When they proceed with whatever they were doing, the dog in fight mode turns it up a notch and might growl, and almost every person understands that and feels compelled to do something about it.
However, the typical human responses create dilemmas.
Dilemma 1: If the person backs off, he reinforces the growl and the dog will growl in the future to keep someone at bay or keep a resource. The dog wins in people's minds, which is a big problem for their tender egos. The person doesn't like his pooch anymore and either gives up, or feels justified to do whatever it takes to stop the growl; either labels the dog aggressive and surrenders or kills him, or punishes harshly and destroys the mutually rewarding relationship he could have had.
Dilemma 2: Dogs that growl a lot, because they’re confronted a lot, become stuck in that behavior pattern. If the growl suddenly doesn’t work anymore, for example when the owner hired a mighty “whisperer” wash-up who comes equipped with tools and the skill to suppress the growl, another emotion arises: Frustration. The dog becomes more stressed, more aroused, and angrier. Anyone who believes that an emotion can be punished away is a fool, but the expression might be. Growls can successfully be quelled when the punishment is harsh enough, but the dog, still feeling threatened, resorts to the next level of aggression, albeit perhaps only directed against people or dogs seen as weaker.
A growl isn’t good, but a bite without a warning is worse.
Dilemma 3: If the person ignores the growl, persists and insists, the confident dog will bite, resulting in two big problems: It hurts, and I have yet to meet a person who will NOT retreat when the dog injures and thus reinforce the escalation of aggressive behavior.
A dog who feels threatened but is not self-assured enough to confront wants to leave the scene and situation. Get out of Dodge instead of driving the threat away. Chooses Flight to Fight.

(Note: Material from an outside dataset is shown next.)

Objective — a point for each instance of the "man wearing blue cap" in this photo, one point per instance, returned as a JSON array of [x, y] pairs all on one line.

Don’t just think running away, but also stepping back, curving out, leaving a room or a certain area at the dog park – anything that increases distance to something or someone without attacking. Averting eyes, head and body are the subtle signals.
The dog who chooses non-confrontation is not sure he can successfully defend himself or a resource, or he might generally like his social encounters, but not the situation at the moment. I recently met a beautiful German shepherd believed to be aggressive with people who in reality was rather friendly and interested in interacting when given the opportunity to hang back until the new person was more familiar.
Often dogs in possession of a valued resource, like a bone, walk away with it. That is not submission; the dog does not surrender the resource, but doesn’t trust the people and/or dogs around him completely and in that context seeks a safe place. The worst thing someone could do is follow and take the resource away. The dog is non-confrontational on purpose. Don’t punish that, or he might fight next.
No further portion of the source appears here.